Am Sonntag, 4. Juni, ist um 15 Uhr eine musikalische Andacht auf der historischen Orgel in Hranice geplant. Am Samstag, 17. Juni, findet dann von 10 bis 17 Uhr ein deutsch-tschechischer Gemeindetag im Jochen-Klepper-Haus in Selb-Plößberg statt.

Busfahrt entlang der Grenze zu den Gotteshäusern

Im Rahmen der Fastenaktion wurde bei einer Bustour mit deutschen und tschechischen Gästen die Kirchen diesseits und jenseits der Grenze erkundet. Begleitet wurden die Gruppen von der Ökumenereferentin aus Prag, Daniela Hamrová, und Kirchenrat Raphael Quandt. Die deutschen Gäste waren während der Fahrt nach Tschechien beim Anblick der vielen verfallenen Häuser bewegt. Wer schon eine Weile die nordwestlichste Ecke Tschechiens kennt, bemerkte aber auch, dass sich in den vergangenen Jahren vieles positiv verändert hat. Dazu tragen auch die gepflegten alten Kirchen bei. Die Kirchengemeinde der Böhmischen Brüder in Aš hat hier, unterstützt von den Gemeinden im Dekanat Selb, viel geleistet.

An der ersten Station, in Hranice, zog die historische Orgel die Besucherinnen und Besucher in den Bann. Kirchenmusikdirektorin Constanze Schweizer-Elser aus Selb ließ das wertvolle Instrument erklingen.
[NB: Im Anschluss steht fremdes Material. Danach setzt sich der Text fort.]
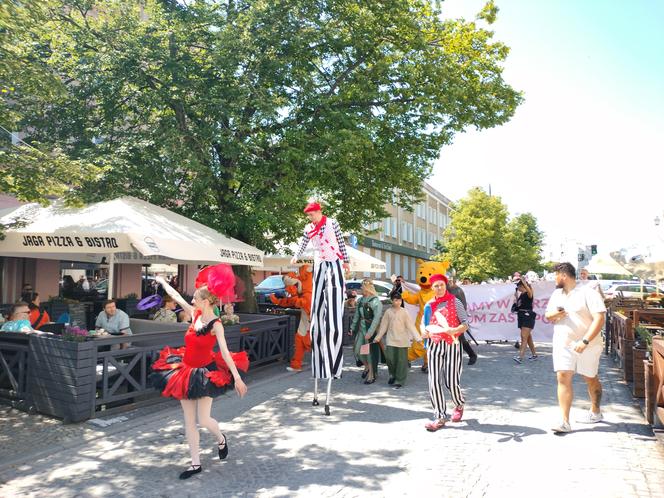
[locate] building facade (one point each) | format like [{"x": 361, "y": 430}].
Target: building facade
[{"x": 405, "y": 236}]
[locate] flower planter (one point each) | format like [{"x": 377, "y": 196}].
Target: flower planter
[
  {"x": 650, "y": 384},
  {"x": 639, "y": 354},
  {"x": 62, "y": 381},
  {"x": 626, "y": 358}
]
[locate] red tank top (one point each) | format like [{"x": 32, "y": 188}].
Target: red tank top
[{"x": 198, "y": 347}]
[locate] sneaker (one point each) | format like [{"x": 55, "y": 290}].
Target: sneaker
[
  {"x": 435, "y": 425},
  {"x": 562, "y": 428},
  {"x": 592, "y": 418}
]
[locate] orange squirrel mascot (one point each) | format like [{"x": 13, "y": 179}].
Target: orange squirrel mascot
[{"x": 299, "y": 287}]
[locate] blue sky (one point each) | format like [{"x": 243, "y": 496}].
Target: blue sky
[{"x": 585, "y": 152}]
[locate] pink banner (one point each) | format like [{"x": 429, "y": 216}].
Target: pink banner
[{"x": 490, "y": 315}]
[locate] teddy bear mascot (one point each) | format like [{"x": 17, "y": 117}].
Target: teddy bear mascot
[
  {"x": 298, "y": 287},
  {"x": 419, "y": 297},
  {"x": 330, "y": 262}
]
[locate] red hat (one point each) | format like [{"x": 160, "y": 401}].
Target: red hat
[
  {"x": 437, "y": 277},
  {"x": 312, "y": 206}
]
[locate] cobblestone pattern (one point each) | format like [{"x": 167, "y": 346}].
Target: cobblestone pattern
[{"x": 373, "y": 443}]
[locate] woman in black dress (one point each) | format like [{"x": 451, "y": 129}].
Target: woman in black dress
[{"x": 523, "y": 304}]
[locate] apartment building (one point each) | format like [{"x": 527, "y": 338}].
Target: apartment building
[{"x": 403, "y": 237}]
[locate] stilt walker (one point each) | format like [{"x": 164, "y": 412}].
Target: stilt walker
[{"x": 330, "y": 262}]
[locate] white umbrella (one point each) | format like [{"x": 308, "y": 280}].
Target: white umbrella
[
  {"x": 126, "y": 229},
  {"x": 607, "y": 265},
  {"x": 359, "y": 261}
]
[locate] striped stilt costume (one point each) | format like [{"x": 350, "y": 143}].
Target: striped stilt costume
[{"x": 328, "y": 297}]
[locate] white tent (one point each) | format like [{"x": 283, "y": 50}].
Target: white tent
[
  {"x": 647, "y": 262},
  {"x": 359, "y": 261},
  {"x": 607, "y": 265},
  {"x": 126, "y": 230}
]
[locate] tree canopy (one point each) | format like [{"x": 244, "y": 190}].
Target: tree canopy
[
  {"x": 482, "y": 243},
  {"x": 233, "y": 112}
]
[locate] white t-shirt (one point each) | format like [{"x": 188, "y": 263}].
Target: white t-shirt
[{"x": 580, "y": 303}]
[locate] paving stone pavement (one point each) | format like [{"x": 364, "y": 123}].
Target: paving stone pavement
[{"x": 372, "y": 444}]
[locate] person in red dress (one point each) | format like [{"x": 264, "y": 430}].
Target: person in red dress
[{"x": 194, "y": 374}]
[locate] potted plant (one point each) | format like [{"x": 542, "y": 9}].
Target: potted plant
[
  {"x": 128, "y": 303},
  {"x": 63, "y": 382},
  {"x": 639, "y": 352},
  {"x": 650, "y": 383}
]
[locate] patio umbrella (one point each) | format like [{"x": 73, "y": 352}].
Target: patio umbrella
[
  {"x": 126, "y": 230},
  {"x": 645, "y": 261}
]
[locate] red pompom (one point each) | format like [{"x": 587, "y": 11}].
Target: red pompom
[
  {"x": 221, "y": 281},
  {"x": 201, "y": 278}
]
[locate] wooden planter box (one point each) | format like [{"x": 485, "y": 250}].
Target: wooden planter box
[
  {"x": 638, "y": 356},
  {"x": 62, "y": 380},
  {"x": 650, "y": 389},
  {"x": 627, "y": 360}
]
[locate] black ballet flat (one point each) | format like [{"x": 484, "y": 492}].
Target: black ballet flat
[
  {"x": 193, "y": 469},
  {"x": 223, "y": 448}
]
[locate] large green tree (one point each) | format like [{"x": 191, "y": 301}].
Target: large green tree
[
  {"x": 481, "y": 242},
  {"x": 34, "y": 172},
  {"x": 234, "y": 111}
]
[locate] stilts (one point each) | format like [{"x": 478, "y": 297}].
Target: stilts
[{"x": 328, "y": 395}]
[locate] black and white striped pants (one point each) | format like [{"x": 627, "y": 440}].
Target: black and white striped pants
[
  {"x": 445, "y": 365},
  {"x": 327, "y": 310}
]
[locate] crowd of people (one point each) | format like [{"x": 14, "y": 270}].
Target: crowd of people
[{"x": 195, "y": 374}]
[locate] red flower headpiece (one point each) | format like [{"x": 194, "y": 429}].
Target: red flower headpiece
[
  {"x": 219, "y": 280},
  {"x": 312, "y": 206}
]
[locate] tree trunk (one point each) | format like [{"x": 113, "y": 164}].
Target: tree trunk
[{"x": 245, "y": 290}]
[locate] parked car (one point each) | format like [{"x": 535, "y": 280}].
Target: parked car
[
  {"x": 631, "y": 290},
  {"x": 274, "y": 284}
]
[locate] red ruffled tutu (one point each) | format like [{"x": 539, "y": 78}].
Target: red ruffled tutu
[{"x": 176, "y": 379}]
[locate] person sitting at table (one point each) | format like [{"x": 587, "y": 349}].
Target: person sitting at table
[
  {"x": 18, "y": 319},
  {"x": 38, "y": 317},
  {"x": 113, "y": 320},
  {"x": 167, "y": 312}
]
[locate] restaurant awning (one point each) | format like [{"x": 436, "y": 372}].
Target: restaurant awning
[{"x": 125, "y": 230}]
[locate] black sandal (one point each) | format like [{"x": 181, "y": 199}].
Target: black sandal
[
  {"x": 223, "y": 448},
  {"x": 193, "y": 469}
]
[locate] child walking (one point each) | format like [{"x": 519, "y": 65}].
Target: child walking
[{"x": 400, "y": 331}]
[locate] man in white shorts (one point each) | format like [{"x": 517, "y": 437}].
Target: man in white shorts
[{"x": 578, "y": 314}]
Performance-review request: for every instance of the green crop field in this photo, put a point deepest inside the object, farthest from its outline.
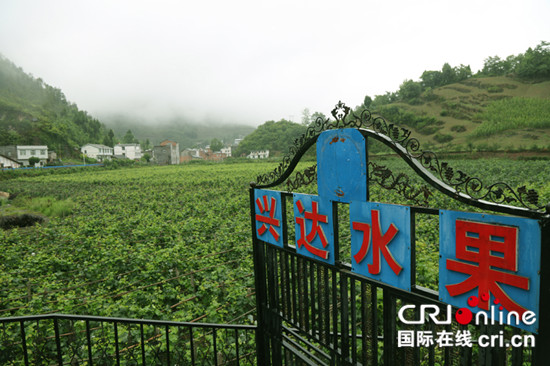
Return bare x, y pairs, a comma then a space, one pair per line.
170, 242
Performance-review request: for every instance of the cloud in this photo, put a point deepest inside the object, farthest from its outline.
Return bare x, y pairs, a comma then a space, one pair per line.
252, 61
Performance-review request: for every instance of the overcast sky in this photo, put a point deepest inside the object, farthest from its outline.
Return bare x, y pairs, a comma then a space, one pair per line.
249, 61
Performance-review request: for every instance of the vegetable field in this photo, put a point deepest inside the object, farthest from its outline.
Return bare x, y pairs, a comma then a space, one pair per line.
172, 242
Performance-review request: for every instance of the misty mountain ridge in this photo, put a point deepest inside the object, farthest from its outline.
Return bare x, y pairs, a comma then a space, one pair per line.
179, 129
35, 113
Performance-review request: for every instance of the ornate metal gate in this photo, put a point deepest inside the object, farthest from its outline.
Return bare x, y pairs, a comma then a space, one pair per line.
336, 273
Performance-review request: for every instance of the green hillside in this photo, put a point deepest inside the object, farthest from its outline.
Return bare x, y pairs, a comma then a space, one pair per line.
33, 112
484, 113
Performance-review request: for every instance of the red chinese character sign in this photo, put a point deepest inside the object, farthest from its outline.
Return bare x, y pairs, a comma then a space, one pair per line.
313, 224
492, 259
380, 242
268, 215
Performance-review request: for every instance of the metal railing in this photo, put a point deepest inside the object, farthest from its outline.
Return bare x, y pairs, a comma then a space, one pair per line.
91, 340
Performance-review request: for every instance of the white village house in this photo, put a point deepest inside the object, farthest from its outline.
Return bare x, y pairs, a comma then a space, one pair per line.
97, 151
130, 151
6, 162
22, 153
262, 154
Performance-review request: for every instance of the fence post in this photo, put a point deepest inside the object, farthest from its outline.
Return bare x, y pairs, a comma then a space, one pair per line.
540, 353
262, 344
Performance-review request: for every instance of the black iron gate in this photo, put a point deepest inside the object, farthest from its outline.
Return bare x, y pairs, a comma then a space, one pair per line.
318, 310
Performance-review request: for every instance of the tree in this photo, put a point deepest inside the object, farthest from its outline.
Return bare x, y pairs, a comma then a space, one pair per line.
216, 145
129, 138
410, 90
109, 139
431, 79
306, 118
318, 116
367, 101
535, 63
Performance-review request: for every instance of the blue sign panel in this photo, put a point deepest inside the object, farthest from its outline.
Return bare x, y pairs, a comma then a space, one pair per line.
381, 242
491, 263
269, 218
342, 165
314, 231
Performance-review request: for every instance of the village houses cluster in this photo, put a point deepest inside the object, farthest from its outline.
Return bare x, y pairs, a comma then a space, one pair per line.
166, 153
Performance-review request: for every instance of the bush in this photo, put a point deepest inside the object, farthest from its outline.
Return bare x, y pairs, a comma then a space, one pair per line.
442, 138
495, 89
458, 128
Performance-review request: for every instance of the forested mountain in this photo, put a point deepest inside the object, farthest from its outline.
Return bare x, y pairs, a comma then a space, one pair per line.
178, 129
504, 106
33, 112
276, 137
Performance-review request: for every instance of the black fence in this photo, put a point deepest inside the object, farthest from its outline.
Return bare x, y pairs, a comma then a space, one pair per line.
321, 315
58, 339
312, 312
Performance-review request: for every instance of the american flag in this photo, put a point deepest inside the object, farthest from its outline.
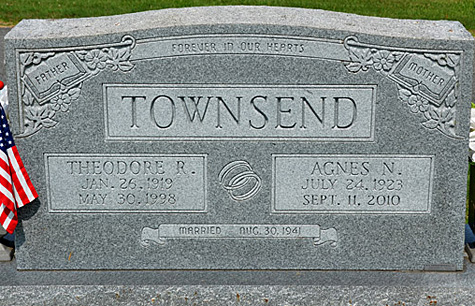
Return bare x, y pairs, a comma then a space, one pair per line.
16, 189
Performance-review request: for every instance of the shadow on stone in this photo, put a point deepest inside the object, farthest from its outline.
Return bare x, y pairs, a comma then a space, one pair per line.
25, 213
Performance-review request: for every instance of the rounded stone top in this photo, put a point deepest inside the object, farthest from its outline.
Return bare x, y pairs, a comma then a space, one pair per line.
244, 15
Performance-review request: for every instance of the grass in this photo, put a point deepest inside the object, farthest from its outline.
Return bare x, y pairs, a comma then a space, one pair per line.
12, 11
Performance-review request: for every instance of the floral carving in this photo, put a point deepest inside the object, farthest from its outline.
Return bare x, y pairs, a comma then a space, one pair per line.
436, 115
40, 113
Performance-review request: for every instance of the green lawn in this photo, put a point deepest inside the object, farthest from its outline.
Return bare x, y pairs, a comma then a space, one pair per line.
12, 11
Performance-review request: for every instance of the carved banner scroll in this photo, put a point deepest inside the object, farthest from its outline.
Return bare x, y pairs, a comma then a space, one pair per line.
427, 80
51, 81
159, 236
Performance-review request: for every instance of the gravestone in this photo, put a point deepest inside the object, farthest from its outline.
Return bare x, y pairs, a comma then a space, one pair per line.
244, 138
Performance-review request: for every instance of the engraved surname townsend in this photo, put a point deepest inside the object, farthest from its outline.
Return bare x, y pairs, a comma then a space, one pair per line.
351, 184
126, 183
231, 111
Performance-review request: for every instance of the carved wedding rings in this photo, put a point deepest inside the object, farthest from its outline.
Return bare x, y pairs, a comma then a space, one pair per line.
239, 180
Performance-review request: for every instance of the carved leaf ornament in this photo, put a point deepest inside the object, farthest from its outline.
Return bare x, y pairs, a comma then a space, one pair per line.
40, 104
427, 82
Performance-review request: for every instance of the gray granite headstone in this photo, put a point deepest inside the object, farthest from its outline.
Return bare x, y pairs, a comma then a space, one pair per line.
242, 138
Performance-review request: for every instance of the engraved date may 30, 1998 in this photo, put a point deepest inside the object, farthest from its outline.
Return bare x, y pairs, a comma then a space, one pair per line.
152, 183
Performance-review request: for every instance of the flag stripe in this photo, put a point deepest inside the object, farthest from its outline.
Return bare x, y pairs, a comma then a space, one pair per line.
16, 188
18, 172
Carl Eduard Schubert hatte die Orgel im Stile von Gottfried Silbermann erbaut. "Die Orgel braucht eine grundlegende Sanierung", erklärte der Selber Dekan Volker Pröbstl und sagte gleichzeitig Unterstützung zu.

Bei der nächsten Station, der Kirche "Zum Guten Hirten" in Podhradí, begrüßte die Bürgermeisterin des Dorfs die Gruppen und machte deutlich, welchen Veränderungsprozess die Region hinter sich hat. In den 1940-Jahren hätten noch über 2000 Menschen im Ort gewohnt, heute seien es nur noch 250. Nach dem Mittagessen in Aš ging es für die Reisegruppe in die Gottesackerkirche in Selb. Mit Orgelmusik und vielstimmigen Gesang, verstärkt durch den Chor "Chrapot" aus Brno Židenice (Brünn), fand die Fahrt hier einen Abschluss.

Auch wenn die Gegend auf tschechischer Seite mancherorts arm wirken würde, beindruckte sie die Besucherinnen und Besucher sichtlich. Vor allem wurde die gegenseitige Unterstützung an vielen Orten deutlich. In den Gemeinden werde, über die Grenze hinweg, Freundschaften gepflegt. "Füreinander einstehen in Europa" geschehe hier ganz praktisch, betonte der Selber Dekan Volker Pröbstl zum Abschluss.